The monitors will need to be installed from October 1 whenever new or replacement heaters, boilers, fires and stoves are put into houses, hotels, care homes and guest houses.

Both home owners and gas engineers will be responsible for sticking to the new laws, which are being introduced under a change to building regulations.

The life-saving alarms cost about £15. Building firms will have to make sure they are installed in new-build properties or face a fine.

An average of 50 people die in Britain each year from carbon monoxide (CO) poisoning. The “silent killer” also causes about 4000 accident and emergency admissions.

Ceri Ross, 60, from Gifford in East Lothian, died of CO poisoning in October 2009 after material dislodged during repair work at her Walden Terrace home blocked 80 per cent of her chimney.

The blind woman collapsed as a result of a build-up of the gas in her living room. She was the only one in the house at the time.

A roofing contractor whose botched repair work led to Ms Ross’ death was fined £15,000 at Haddington Sheriff Court in May last year.

John Riva, 49, of Quarryford Cottages, near Longyester, had pleaded guilty to failing to guarantee Mrs Ross and her family were not exposed to health and safety risks as part of his duties.

In a sentencing statement, Sheriff Peter Braid told Riva the offence deserved a “significant fine both by way of retribution and to bring home to others the importance of health and safety issues”.

Ms Ross’ daughter, Helen, 26, said the tragedy highlighted the importance of having CO alarms in homes heated by solid fuel such as coal. She had previously said she held no grudges against the builders.

CO is often known as the silent killer because it cannot be seen, smelled or tasted. The gas reduces the blood’s ability to carry oxygen. It can lead to brain damage among those who survive.

Until now, there have been no requirements within Scottish building regulations for carbon monoxide detectors to be installed in any private properties.

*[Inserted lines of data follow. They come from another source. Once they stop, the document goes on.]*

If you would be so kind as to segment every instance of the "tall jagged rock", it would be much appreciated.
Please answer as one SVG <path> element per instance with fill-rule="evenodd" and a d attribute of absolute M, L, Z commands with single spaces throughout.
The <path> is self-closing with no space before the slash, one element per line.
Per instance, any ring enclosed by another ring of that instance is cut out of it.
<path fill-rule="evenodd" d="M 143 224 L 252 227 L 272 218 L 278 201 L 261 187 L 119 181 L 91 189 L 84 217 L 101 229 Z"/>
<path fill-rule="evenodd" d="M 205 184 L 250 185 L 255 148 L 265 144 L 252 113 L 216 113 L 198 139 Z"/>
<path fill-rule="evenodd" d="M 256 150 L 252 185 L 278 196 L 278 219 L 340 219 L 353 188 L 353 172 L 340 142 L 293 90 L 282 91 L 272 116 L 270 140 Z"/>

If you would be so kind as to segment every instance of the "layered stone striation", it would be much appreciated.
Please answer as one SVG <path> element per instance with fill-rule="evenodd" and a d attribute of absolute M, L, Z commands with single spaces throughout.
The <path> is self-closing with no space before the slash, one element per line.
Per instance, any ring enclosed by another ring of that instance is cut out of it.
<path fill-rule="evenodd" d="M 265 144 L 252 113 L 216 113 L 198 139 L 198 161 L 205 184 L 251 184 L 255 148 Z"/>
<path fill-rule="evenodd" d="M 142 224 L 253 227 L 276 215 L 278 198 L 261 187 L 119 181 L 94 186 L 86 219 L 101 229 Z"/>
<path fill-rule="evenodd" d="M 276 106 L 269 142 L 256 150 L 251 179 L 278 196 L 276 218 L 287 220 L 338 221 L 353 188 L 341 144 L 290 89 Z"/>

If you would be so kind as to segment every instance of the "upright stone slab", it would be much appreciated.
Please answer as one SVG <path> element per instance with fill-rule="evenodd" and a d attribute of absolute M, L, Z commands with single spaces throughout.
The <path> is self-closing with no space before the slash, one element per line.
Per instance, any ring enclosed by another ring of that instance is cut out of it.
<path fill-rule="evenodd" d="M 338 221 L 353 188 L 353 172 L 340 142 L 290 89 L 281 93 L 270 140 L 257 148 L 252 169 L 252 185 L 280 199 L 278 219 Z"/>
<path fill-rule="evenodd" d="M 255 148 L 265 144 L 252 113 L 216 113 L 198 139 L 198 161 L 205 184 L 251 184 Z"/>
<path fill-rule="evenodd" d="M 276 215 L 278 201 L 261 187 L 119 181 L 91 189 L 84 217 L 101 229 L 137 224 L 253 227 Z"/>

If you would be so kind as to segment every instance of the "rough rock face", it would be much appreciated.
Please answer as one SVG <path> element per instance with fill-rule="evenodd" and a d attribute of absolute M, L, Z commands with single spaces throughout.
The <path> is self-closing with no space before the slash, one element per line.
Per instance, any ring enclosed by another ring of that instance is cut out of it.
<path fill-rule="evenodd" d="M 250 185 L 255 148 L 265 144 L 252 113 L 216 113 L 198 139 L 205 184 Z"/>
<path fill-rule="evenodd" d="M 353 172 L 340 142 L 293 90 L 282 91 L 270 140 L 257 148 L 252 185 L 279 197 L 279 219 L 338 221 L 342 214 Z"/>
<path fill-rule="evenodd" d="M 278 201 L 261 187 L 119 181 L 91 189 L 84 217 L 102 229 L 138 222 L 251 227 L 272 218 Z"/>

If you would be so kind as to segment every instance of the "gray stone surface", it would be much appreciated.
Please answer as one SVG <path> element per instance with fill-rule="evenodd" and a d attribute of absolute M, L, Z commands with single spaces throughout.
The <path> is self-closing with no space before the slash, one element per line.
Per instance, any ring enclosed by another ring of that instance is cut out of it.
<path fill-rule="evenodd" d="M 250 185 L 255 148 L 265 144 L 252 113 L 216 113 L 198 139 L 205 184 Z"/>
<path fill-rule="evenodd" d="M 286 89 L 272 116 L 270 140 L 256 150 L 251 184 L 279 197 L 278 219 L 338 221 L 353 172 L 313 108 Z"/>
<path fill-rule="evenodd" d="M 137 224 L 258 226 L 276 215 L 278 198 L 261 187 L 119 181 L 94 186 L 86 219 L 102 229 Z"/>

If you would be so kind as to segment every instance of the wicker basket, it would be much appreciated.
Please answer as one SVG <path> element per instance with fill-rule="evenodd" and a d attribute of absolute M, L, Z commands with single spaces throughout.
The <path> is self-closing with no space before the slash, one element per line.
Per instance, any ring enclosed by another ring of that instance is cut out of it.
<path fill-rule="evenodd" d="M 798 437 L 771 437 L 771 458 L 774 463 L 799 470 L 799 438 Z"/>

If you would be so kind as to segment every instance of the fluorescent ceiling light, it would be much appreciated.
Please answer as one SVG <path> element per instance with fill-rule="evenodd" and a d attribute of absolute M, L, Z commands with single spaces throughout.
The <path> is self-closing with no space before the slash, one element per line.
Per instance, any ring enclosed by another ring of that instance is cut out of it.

Some local authorities require private landlords to have the alarms fitted.

Planning Minister Derek Mackay said that the legislation was being brought in to 
prevent more needless deaths. He said: “Not a year goes by where there isn’t an avoidable death in Scotland from carbon monoxide poisoning caused by faulty heating appliances in buildings.

“There are also a considerable number of incidents where people are treated in hospital for the effects of carbon monoxide poisoning.”

Faulty central heating systems, gas appliances and fires can lead to CO poisoning.

Shelter Scotland director Graeme Brown said the move would improve the safety of rented properties.